We need leaders with faith that those struggling with identity confusion can become who they are. That means chastity. Unchaste members of Christ need helpers with love and conviction and patience, unambiguous fathers and mothers who are willing to walk with us in the fits and starts of sexual integration.
Misuse of Chastity
Chastity has been misrepresented by many Christians to simply mean abstinence from disordered sexual activity. For the same-sex attracted, that may mean “I’m gay but not having gay sex, therefore I’m chaste.” Not quite.
“Chastity means the successful integration of sexuality within the person and thus the inner unity of man in his bodily and spiritual being. Sexuality, in which man's belonging to the bodily and biological world is expressed, becomes personal and truly human when it is integrated into the relationship of one person to another, in the complete and lifelong mutual gift of a man and a woman. The virtue of chastity therefore involves the integrity of the person and the integrality of the gift” (CCC 2337).
Chastity is much deeper than foregoing mortal sins. It’s a virtue, at once a gift of the Spirit and a goal that becomes ours as we move from disintegration to wholeness. Homosexuality, effects of sexual abuse, addiction, misogyny and misandry, etc. are mere symptoms of subterranean disintegration. Chastity requires shoring up the weak and wounded parts that frustrate sound gift-giving.
Need for Insight
Common obstacles to chastity tend to be psychological or emotional.
“The psychological genesis [of homosexuality] remains largely unexplained” (CCC 2357). That doesn’t mean that thoughtful insight isn’t important in understanding same-sex attraction. Same-sex desires possess underlying meaning that psychology can help elucidate.
The Catechism gives us a spiritual, theological, and anthropological track for our sexuality. It doesn’t try to be a psychological manual. We must fill in the gaps with a thoughtful use of psychology that corresponds with that track.
Tempted to suppress my sexuality as a same-sex attracted seminarian, I wrongfully sought a holy “asexuality” that would resolve my conflict. The hard truth: my masculine sexuality is capable and wired for sexual intimacy with a woman. I had to be courageous and shut the door on my fake approach to celibacy (on the grounds of my SSA).
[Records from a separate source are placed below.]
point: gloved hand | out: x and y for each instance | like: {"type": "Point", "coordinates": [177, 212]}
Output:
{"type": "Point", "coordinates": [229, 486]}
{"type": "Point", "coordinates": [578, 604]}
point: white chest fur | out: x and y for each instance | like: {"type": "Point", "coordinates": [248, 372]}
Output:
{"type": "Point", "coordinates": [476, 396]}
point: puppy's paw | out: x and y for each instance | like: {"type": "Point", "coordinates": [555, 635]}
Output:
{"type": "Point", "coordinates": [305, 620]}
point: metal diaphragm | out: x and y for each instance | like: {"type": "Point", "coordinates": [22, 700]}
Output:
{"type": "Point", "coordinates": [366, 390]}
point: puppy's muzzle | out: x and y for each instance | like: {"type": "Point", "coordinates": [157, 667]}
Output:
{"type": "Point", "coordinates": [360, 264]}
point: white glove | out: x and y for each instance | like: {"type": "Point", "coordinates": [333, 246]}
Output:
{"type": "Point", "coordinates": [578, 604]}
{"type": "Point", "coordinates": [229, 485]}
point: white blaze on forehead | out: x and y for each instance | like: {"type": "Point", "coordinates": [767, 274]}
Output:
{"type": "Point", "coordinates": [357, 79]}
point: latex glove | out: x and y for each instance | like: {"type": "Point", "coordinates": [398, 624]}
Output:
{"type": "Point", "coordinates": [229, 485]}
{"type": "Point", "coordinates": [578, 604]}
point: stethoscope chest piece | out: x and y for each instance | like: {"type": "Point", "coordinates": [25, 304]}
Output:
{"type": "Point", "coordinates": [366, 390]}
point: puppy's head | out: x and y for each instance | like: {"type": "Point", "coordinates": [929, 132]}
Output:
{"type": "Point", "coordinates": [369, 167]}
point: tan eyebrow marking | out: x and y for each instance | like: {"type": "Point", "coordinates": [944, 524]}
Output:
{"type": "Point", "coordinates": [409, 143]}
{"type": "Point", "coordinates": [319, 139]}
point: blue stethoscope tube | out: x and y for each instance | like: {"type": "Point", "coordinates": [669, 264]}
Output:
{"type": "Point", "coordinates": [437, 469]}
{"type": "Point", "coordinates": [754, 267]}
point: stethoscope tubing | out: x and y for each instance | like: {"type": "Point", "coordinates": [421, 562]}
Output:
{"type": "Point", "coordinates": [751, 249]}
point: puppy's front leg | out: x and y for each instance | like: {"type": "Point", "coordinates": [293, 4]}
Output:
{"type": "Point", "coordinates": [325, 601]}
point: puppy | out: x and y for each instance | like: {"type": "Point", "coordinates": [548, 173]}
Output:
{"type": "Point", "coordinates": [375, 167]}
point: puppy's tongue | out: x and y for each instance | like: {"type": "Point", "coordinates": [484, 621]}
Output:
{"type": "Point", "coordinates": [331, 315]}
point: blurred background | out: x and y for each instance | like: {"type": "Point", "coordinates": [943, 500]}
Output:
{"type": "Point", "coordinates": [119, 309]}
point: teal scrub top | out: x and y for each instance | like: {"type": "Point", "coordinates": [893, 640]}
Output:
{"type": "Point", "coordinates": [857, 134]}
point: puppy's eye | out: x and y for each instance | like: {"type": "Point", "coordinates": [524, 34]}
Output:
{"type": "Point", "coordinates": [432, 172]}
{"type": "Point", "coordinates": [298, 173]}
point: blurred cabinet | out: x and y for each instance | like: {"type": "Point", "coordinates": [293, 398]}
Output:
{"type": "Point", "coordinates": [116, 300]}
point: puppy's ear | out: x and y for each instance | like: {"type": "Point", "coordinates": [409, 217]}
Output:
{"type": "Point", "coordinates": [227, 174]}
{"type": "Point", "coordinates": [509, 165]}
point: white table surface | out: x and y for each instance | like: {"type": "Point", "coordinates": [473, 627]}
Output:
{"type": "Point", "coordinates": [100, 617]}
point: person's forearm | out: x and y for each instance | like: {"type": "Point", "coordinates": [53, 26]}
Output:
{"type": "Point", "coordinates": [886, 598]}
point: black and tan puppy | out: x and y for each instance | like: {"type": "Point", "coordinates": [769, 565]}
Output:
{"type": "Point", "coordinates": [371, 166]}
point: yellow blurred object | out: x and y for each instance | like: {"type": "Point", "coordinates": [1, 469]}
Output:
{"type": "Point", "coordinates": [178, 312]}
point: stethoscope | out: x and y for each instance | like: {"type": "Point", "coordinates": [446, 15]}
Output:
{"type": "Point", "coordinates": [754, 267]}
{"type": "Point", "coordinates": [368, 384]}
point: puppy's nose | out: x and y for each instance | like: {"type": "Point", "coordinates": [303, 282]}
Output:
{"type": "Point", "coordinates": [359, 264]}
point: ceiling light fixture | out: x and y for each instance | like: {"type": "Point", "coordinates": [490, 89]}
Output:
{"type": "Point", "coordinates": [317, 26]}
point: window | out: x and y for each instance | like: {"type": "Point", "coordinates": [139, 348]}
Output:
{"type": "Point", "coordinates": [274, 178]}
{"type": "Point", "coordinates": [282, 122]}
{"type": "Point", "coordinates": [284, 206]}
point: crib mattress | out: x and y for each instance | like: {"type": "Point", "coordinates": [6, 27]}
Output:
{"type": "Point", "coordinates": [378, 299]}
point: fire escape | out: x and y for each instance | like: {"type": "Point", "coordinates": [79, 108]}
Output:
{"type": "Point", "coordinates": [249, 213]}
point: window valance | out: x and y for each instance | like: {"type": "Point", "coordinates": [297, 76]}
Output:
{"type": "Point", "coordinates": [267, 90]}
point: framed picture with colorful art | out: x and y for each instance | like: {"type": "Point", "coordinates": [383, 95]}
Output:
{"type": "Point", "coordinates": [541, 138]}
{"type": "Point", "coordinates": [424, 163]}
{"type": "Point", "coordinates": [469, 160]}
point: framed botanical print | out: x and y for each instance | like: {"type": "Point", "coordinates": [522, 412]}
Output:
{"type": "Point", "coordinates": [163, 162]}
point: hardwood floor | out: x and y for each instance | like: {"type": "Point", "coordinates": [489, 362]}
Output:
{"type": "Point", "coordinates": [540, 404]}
I was made for more. That required the courage of my convictions—aligning with the truth of the Church’s anthropology AND faith in Jesus to help me realize myself as a man made for woman.
Read the Wound
Dr. Joseph Nicolosi helped me to understand my vulnerability to eroticizing men. I had no need to create an identity around symptomatic desires, e.g. ‘gay’. I just needed to find a way through my disintegrated take on self and other guys whom I sought to complete me. I had to read my wound, seek help in closing the divide, and learn finally to connect with real men without sexual thrill.
“Two final qualities that are of the utmost value – patience with oneself and an acceptance of the ongoing nature of the struggle…Resolution of homosexual feelings is associated with the development of personal power” (Dr. Joseph Nicolosi).
Real Courage
It takes courage to be chaste. It takes courage to go against the flow of churchmen who would rather play it safe than true. But guess what? In pursuing chastity for what it in truth is, Jesus has restored my ‘personal power.’ ‘Gay’ identification and pursuits are disordered ways of discovering that power. I want the real deal.
Jesus and Church guided me and still do. I’m grateful for the likes of Nicolosi, Comiskey, and Chaput who have accompanied me to greater chastity. The courage of their convictions became mine.